Computational software design has the goal of designing algorithms that approach 1st order, that is where the time of calculation is directly proportional to the size/complexity of data. Interestingly, within the graphical domain we can do better than this; how is this possible?
A human can only understand a limited amount of data at any one time, so any graphical representation must be a window of a large amount of data (a scrolling table for example), or a reduced representation of the data (a pictogram of DNA expressed regions for example). We immediately see that the limiting point in graphics is drawing one screen of information in a way that a human can interpret. Additional information in the graphical view provides no further interpretive power for the user and does not allow greater knowledge discovery. The goal of a graphical problem can therefore be zero order – since we need to provide sufficient information to the user to see this information. Any data outside this view does not need to be drawn, and any detail not pertinent to knowledge discovery also does not need to be drawn. Of course, we can include scrolling and progressive disclosure for the user – but it does not change the fundamental implementation of the solution.
The typical measure of graphical performance is “frame-rate”, or fps. Any frame rate above 25fps is considered usable, and any frame rate above 50fps appears smooth for all users and is the preferred target. Stuttering can additionally occur where memory management within the computer does not keep up with the data throughput and will occur where the data size exceeds the physical memory of the computer.

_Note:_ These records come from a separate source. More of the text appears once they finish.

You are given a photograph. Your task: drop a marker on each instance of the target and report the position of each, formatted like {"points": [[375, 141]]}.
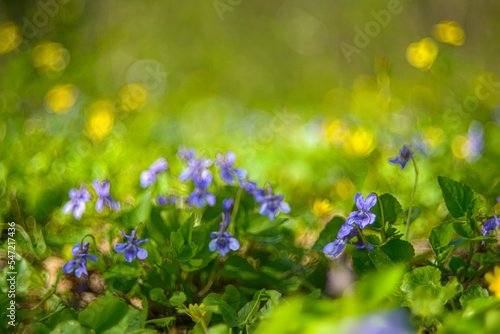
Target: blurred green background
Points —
{"points": [[101, 89]]}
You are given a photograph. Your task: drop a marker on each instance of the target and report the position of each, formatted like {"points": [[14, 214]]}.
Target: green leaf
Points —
{"points": [[182, 251], [459, 198], [484, 258], [473, 292], [329, 233], [158, 295], [457, 264], [443, 253], [399, 251], [261, 225], [166, 321], [361, 262], [428, 276], [178, 297], [232, 296], [380, 259], [104, 313], [228, 313], [441, 235]]}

Vortex has been designed from the ground up to be big-data ready. If we take a life-science example of a small table (11 rows) of short amino-acid sequences (150 residues) with 4 other columns of textual meta data as a bench mark, then this table is rendered at around 70 fps . This is on a business Dell Laptop without a graphics card.
If we now take the entire human Genome download from a public resource (Genbank) divided into chromosomes and various important fragments of data, we have a table of just 557 rows. The sequence data cells contain nucleic-acid sequences of up to 250,000,000 bases with a total data size of over 3.5Gbytes. In this case the frame rate is still 70fps – we see no performance loss. If we take a table of 970,000 rows of nucleic sequences of length around 400 nucleotide bases with columns of meta data, we again see a frame rate of 70fps when we scroll and manipulate the sequence data in any way.
The point of this analysis is that the frame rate measure indicates that Vortex is close to zero order based on both data rows and data complexity (sequence length). This remains the case until we get beyond the physical memory available; at this point the frame rate is maintained but very bad stutters arise due to memory paging to disk. This is a separate problem – where data is too big before reduction to be used with a computer of a certain size; the handling of data efficiently within a computer program (ie Vortex) will be discussed in a forthcoming blog article. We can therefore see that the high-performance program Vortex has essentially reached the desired goal for big-data computing – a zero order graphical program.